Living at the beach does have some disadvantages. You have to drive two hours before you get anywhere. Wish I knew now to fly a private plane. Better still let Margaret fly it. I haven’t been able to find a good local card game. Miss my Elon bunch. I did get in a game but it was a little heavy for me. I like to play for fun. Not so one John McGuire. John is the brother of the basketball coach and announcer Al McGuire and also former NBA Knickerbocker, Dick McGuire. John’s first love wasn’t basketball. About 90 years old and the proud father of nine children, John is a consummate curmudgeon. Not much casual conversation with John. Particularly during a poker game. I tried. He fascinated me with his dogged concentration and love of gambling. I could tell he was a cut above local boys. Several levels above me. I gleaned the information from the game’s players that John had made some money. Finally I got to where he would talk to me. Particularly if I came early before the game started. How did you make your money? Basketball? No way was the reply! He then told me the story. He had a good friend who was a lifetime business partner. But like John, his first priority was not business, but gambling. Trouble was, while they were good at business, they were lousy at the race track. Their business was the bar business in New York City. “We figured out that heterosexuals went to the bars on weekends, but that gays went every night.” Thus a move to Queens and the gay bar business. And a good business. Trouble was, John said “…we’d make a ton of money every night and then lose it back just as fast, or faster, the next day at the track”.

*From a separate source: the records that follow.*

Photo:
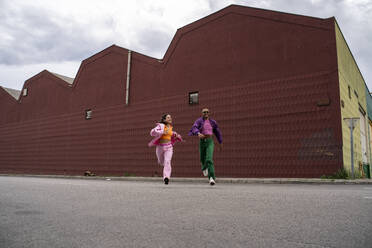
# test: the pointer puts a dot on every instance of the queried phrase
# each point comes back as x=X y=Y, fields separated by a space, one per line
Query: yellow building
x=353 y=105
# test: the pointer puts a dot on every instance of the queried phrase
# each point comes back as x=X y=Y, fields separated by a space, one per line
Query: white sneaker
x=211 y=181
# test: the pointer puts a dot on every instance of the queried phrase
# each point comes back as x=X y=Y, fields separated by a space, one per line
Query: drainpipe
x=128 y=78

Most of the time John sat quietly during the game. His only intention being to get the crowd to play as many hands as possible. If he wasn’t getting good cards he would often blurt out something that the crowd often didn’t understand, or pay any attention to. “Red board” would come from nowhere. Finally I asked him: John, what does it mean when you say red board. After he explained his action I realized this comment came when the conversation was too long, too idle, or just an excuse (“by God, if I had of caught a deuce I’d have reamed you”). John explained that at the race track, after the race, the results were posted on a big red board.
Once posted. The race was over. Move on. Play another hand. Golfers are the second, next to poker players for whining (“…if I hadn’t double bogged #7…red board.)
John wouldn’t give you any extra information. Once, when asked if he was bluffing, John stated “…my name is Zink and what do you think. I do your laundry for nothing!” After prodding him at the game’s conclusion, John told me about the laundry sign in New York. When the person was told his bill was 40$, he said what about the sign. The manager explained “…you read the sign wrong. “My name is Zink, and what do you think? I do YOUR laundry for NOTHING?” Mr. Zink would ask.
John’s daughter would bring him and come get him. One day after our game I noticed she wasn’t there. I told John to call her and let her know I’d take him home. We still didn’t know
each other well. He looked a little funny when I said “…there is a price for my taking you home.” What price? “You have to tell me one Al McGuire story nobody else knows.” John thought a few minutes and then asked: “Do you remember, when teams first integrated, how coaches were asked how many black kids did the coach play? “The standard joke (I think it was a joke),
was “two at home, three on the road, and four if I’m losing?” I do remember that. John said that we altered that to “three at home, four on the road, and five if we had a bet on the game”.
Gambling certainly has a dangerous side.